After returning to Harvard, the team quickly set about analyzing the data they had collected from the new snakes, including genetic data from tissue samples they had obtained. These analyses demonstrated that this unusual silvery boa was indeed a new species, having diverged from other boas in the last several million years. They named it the Silver Boa, Chilabothrus argentum, based on its silver coloration and the first specimen's location in a Silver Palm (Cocothrinax argentata).
Dr. Reynolds led a second expedition to the islands in October 2015, directly after Hurricane Joaquin had slammed the Bahamas. That expedition yielded an additional 14 captures despite the hurricane damage and loss of most of the leaves off of the trees. These animals were measured and sampled, as well as permanently marked with internal electronic tags so that they will be easily identifiable. Importantly, the team discovered that feral cats also roam the island, and as major reptile predators their presence is almost certainly threatening these newly discovered boas.

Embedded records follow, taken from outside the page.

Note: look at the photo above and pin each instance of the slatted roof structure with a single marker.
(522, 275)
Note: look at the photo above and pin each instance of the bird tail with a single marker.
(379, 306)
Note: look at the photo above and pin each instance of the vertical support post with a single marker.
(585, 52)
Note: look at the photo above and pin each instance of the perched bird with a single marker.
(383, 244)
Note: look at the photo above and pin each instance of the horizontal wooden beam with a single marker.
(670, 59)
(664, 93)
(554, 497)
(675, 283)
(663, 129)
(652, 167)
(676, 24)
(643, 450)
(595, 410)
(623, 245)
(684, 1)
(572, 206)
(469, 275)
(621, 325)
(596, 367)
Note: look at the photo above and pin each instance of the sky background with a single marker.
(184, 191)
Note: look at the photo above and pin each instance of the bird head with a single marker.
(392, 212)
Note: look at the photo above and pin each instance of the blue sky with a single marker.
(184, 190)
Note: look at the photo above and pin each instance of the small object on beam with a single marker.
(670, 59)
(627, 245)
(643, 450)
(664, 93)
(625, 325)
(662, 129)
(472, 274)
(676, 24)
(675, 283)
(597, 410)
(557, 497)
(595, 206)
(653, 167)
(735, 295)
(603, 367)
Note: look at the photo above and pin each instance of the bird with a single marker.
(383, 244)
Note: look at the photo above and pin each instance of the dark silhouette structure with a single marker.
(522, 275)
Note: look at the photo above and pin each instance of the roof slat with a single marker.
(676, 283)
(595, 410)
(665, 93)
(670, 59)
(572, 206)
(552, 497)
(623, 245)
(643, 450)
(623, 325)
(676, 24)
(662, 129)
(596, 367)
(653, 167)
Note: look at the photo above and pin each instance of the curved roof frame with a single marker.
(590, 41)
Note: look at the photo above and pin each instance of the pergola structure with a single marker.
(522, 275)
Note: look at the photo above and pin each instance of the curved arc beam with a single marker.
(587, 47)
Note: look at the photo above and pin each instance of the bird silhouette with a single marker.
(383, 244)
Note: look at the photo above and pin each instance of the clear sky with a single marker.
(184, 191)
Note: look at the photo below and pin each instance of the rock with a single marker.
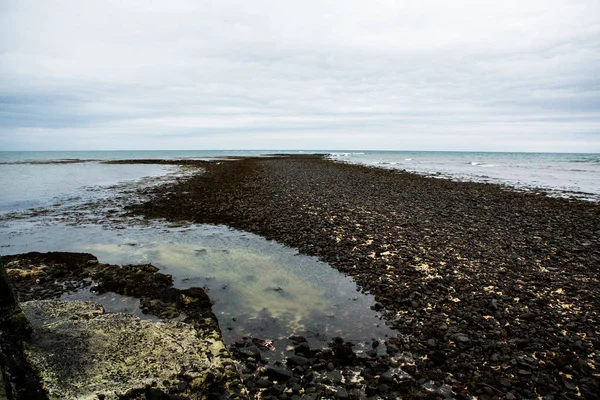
(303, 348)
(392, 348)
(79, 352)
(297, 360)
(251, 351)
(342, 394)
(461, 338)
(263, 383)
(12, 320)
(278, 374)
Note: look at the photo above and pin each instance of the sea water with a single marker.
(70, 201)
(260, 288)
(573, 175)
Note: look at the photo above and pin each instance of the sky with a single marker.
(470, 75)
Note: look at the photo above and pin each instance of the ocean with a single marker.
(35, 179)
(70, 201)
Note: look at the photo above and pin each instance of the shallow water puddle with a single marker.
(260, 288)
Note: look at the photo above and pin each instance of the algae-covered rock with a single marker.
(79, 352)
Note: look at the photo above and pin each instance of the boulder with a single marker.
(78, 351)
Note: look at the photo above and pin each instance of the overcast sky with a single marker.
(254, 74)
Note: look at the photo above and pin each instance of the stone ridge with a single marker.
(45, 276)
(496, 291)
(80, 352)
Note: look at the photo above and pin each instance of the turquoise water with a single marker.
(70, 201)
(32, 179)
(572, 175)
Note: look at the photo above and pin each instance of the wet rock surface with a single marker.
(78, 351)
(495, 291)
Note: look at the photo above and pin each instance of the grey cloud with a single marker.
(304, 75)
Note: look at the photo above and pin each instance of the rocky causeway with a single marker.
(494, 292)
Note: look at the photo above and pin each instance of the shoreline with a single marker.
(494, 289)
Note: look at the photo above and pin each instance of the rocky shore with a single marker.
(495, 291)
(77, 351)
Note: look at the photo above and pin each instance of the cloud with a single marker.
(457, 75)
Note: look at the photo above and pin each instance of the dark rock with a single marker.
(297, 360)
(278, 374)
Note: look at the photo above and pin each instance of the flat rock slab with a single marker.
(79, 352)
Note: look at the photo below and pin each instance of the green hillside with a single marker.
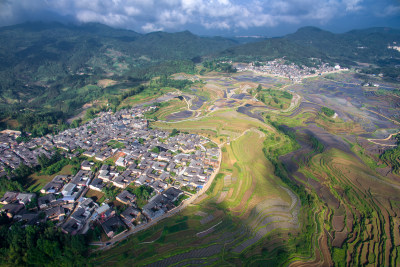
(56, 67)
(366, 46)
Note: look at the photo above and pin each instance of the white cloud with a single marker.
(150, 15)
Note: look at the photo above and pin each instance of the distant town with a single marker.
(292, 71)
(120, 154)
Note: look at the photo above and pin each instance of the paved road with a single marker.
(109, 244)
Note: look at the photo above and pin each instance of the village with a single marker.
(121, 154)
(292, 71)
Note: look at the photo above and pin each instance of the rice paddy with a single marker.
(329, 206)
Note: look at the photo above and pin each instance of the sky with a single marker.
(210, 17)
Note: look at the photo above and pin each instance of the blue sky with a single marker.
(210, 17)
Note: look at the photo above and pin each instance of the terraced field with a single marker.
(295, 187)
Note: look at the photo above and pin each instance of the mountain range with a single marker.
(48, 66)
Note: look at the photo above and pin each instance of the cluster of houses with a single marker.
(291, 71)
(122, 152)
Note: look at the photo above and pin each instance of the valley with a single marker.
(295, 186)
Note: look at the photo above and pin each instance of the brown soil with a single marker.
(340, 237)
(338, 223)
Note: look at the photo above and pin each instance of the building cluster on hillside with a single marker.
(122, 152)
(291, 71)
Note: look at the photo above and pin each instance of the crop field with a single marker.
(294, 187)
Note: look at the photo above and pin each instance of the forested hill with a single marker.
(48, 65)
(367, 46)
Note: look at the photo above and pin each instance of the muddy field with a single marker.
(179, 115)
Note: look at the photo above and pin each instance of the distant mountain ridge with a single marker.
(41, 60)
(367, 45)
(54, 67)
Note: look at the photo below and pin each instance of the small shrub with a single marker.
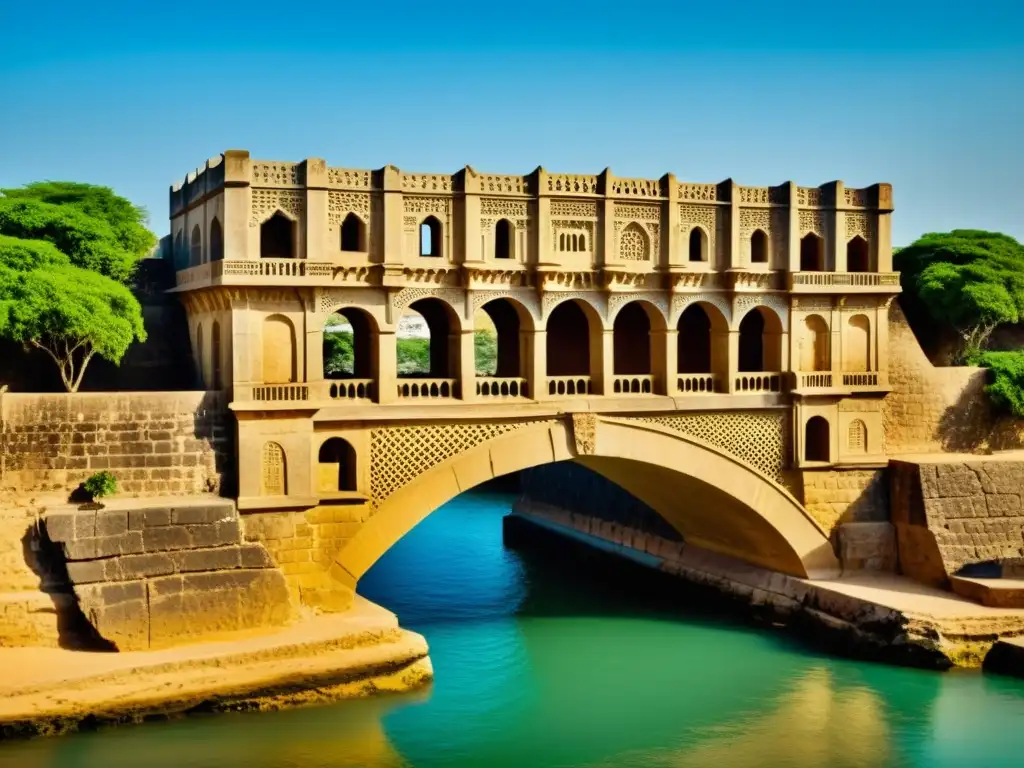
(1006, 380)
(100, 484)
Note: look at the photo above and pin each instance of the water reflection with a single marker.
(543, 659)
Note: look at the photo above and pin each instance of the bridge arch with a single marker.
(733, 509)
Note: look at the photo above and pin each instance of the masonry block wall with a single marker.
(153, 442)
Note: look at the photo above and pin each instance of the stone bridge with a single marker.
(699, 344)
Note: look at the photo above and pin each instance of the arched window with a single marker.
(856, 441)
(200, 355)
(814, 345)
(216, 240)
(504, 244)
(816, 439)
(759, 248)
(857, 344)
(857, 256)
(279, 350)
(812, 253)
(215, 355)
(697, 246)
(430, 238)
(337, 466)
(353, 233)
(196, 253)
(276, 238)
(273, 470)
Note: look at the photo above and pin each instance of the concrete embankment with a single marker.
(876, 616)
(48, 691)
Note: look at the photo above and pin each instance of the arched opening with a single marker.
(337, 466)
(856, 441)
(759, 247)
(276, 238)
(857, 256)
(353, 233)
(569, 340)
(812, 253)
(201, 355)
(428, 340)
(814, 345)
(697, 245)
(816, 440)
(760, 341)
(280, 364)
(857, 344)
(350, 348)
(631, 341)
(430, 238)
(504, 240)
(216, 241)
(196, 252)
(215, 355)
(273, 470)
(499, 339)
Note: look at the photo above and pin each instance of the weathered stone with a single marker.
(208, 559)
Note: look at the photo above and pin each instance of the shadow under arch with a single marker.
(732, 508)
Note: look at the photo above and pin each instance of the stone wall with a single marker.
(933, 409)
(948, 515)
(154, 576)
(153, 442)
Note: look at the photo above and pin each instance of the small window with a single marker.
(353, 233)
(430, 238)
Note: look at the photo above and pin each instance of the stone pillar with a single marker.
(793, 237)
(391, 228)
(315, 235)
(602, 360)
(534, 346)
(731, 361)
(665, 363)
(238, 205)
(463, 345)
(884, 248)
(836, 229)
(735, 258)
(670, 231)
(387, 368)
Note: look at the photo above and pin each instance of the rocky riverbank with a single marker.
(880, 616)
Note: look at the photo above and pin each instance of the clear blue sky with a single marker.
(928, 96)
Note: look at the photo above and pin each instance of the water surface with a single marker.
(545, 659)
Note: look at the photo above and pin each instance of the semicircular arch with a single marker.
(733, 509)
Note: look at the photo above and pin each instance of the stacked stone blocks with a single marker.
(150, 578)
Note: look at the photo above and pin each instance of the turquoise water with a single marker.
(548, 660)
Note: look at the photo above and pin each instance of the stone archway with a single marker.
(733, 508)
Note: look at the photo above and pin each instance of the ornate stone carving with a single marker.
(573, 208)
(275, 174)
(585, 433)
(347, 178)
(681, 301)
(265, 202)
(503, 208)
(634, 244)
(704, 193)
(811, 221)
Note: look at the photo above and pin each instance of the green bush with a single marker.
(100, 484)
(1006, 380)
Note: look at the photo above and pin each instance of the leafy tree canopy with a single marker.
(97, 229)
(970, 280)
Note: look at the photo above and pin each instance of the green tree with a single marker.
(969, 280)
(97, 229)
(70, 312)
(485, 350)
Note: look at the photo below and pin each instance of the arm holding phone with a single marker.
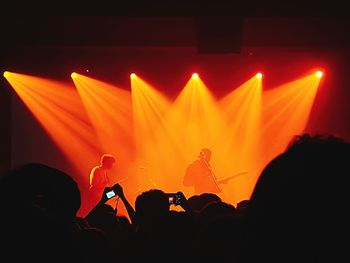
(179, 199)
(118, 190)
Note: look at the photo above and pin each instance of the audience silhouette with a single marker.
(297, 213)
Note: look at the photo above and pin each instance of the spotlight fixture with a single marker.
(74, 75)
(6, 74)
(319, 74)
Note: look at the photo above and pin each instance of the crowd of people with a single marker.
(297, 213)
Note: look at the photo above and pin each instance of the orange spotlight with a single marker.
(319, 74)
(6, 74)
(74, 75)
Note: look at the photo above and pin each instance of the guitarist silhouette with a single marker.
(201, 177)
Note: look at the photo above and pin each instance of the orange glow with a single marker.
(286, 113)
(58, 109)
(109, 110)
(319, 74)
(74, 75)
(154, 139)
(242, 110)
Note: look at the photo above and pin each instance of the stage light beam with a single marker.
(319, 74)
(6, 74)
(74, 75)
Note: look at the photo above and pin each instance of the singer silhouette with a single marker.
(200, 176)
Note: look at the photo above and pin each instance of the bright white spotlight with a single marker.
(6, 74)
(319, 74)
(74, 75)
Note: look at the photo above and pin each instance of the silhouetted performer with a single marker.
(99, 177)
(200, 176)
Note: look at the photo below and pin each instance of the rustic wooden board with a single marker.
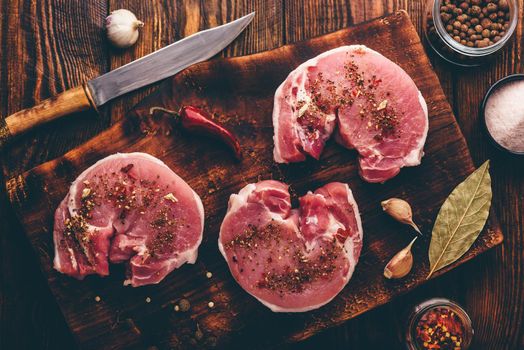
(240, 92)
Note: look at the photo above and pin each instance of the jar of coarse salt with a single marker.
(503, 113)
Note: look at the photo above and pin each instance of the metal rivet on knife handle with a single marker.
(5, 134)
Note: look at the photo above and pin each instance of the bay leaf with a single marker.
(460, 219)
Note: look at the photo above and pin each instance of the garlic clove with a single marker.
(400, 210)
(122, 28)
(400, 265)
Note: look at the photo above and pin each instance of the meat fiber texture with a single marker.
(291, 260)
(369, 102)
(128, 208)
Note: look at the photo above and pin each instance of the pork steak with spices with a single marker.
(366, 100)
(128, 207)
(291, 260)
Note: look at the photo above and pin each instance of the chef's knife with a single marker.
(144, 71)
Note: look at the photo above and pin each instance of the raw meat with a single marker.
(291, 260)
(128, 208)
(372, 103)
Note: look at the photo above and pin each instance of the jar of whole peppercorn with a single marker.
(438, 323)
(468, 32)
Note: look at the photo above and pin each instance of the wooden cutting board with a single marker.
(239, 91)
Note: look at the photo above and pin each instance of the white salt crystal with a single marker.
(504, 112)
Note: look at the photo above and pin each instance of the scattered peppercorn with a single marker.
(184, 305)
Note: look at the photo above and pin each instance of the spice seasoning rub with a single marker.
(128, 207)
(299, 267)
(369, 102)
(291, 260)
(326, 97)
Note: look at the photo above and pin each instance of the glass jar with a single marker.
(442, 42)
(418, 319)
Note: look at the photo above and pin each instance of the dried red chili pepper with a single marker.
(194, 119)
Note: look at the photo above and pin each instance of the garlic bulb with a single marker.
(122, 28)
(400, 265)
(400, 210)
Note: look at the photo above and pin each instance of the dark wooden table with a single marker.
(48, 46)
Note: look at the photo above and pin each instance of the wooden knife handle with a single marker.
(70, 101)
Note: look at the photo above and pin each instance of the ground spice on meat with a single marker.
(325, 94)
(303, 270)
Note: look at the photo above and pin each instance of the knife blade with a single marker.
(151, 68)
(166, 61)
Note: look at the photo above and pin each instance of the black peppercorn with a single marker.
(491, 7)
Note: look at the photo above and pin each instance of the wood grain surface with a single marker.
(42, 56)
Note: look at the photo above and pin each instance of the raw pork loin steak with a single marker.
(372, 103)
(128, 207)
(291, 260)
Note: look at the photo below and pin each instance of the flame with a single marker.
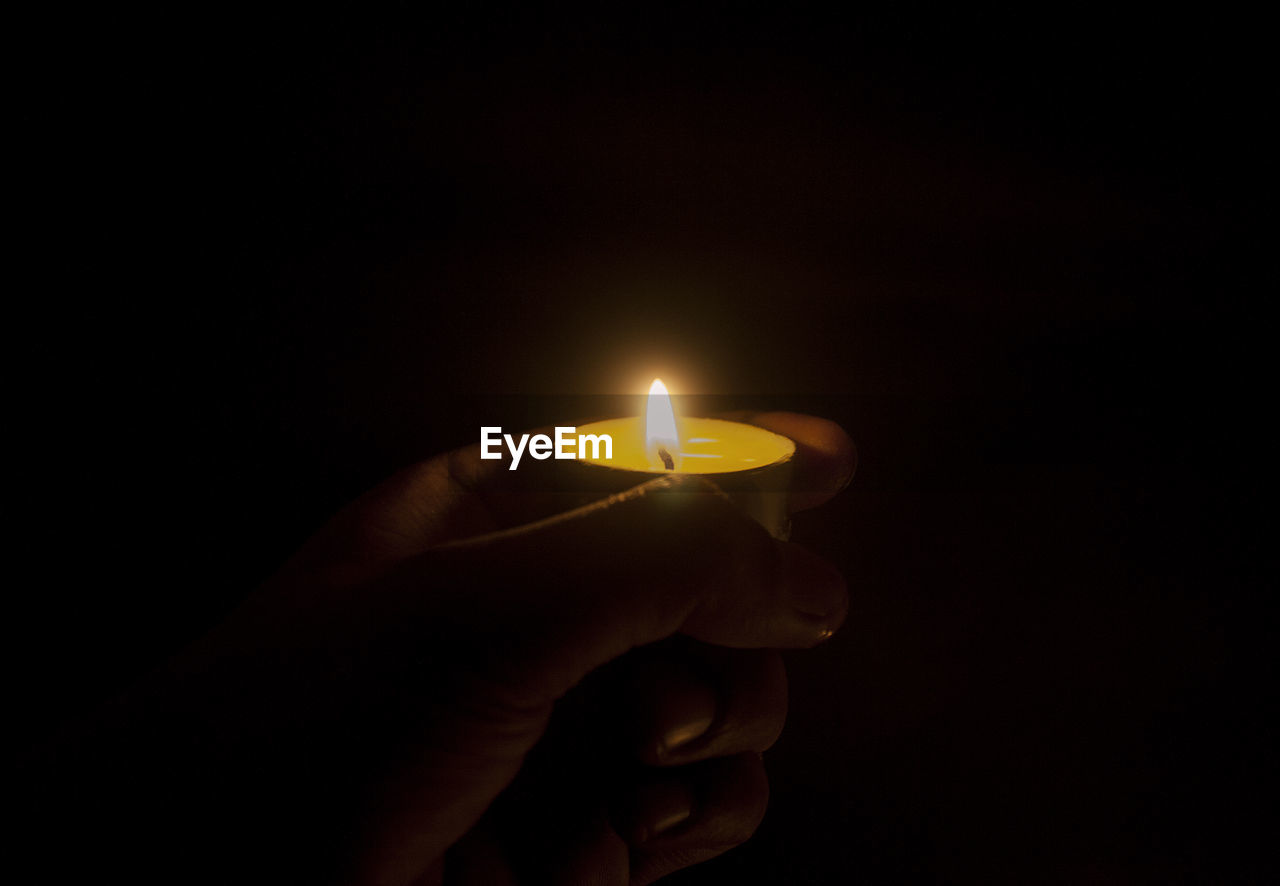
(662, 439)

Dr. Reynolds and his co-authors have also determined that the Silver Boa is Critically Endangered based on Red List Criteria proposed by the International Union for Conservation of Nature, and hence is one of the most endangered boid snakes globally. Conservation measures are being put into place with the cooperation of local organizations such as the Bahamas National Trust. The hope is to protect these new animals, and to prevent them from going extinct not long after having been discovered.
Robert Henderson, Curator of Herpetology Emeritus at the Milwaukee Museum of Natural History, and one of the world's experts on boas, said: "Worldwide, new species of frogs and lizards are being discovered and described with some regularity. New species of snakes, however, are much rarer. Graham Reynolds and his co-authors have not only discovered and described a new species of snake, but even more remarkable, a new species of boa. That's rare, exciting, and newsworthy. The beautiful Bahamian Silver Boa, already possibly critically endangered, reminds us that important discoveries are still waiting to be made, and it provides the people of the Bahamas another reason to be proud of the natural wonders of their island nation.
The paper is currently in press at the journal Breviora.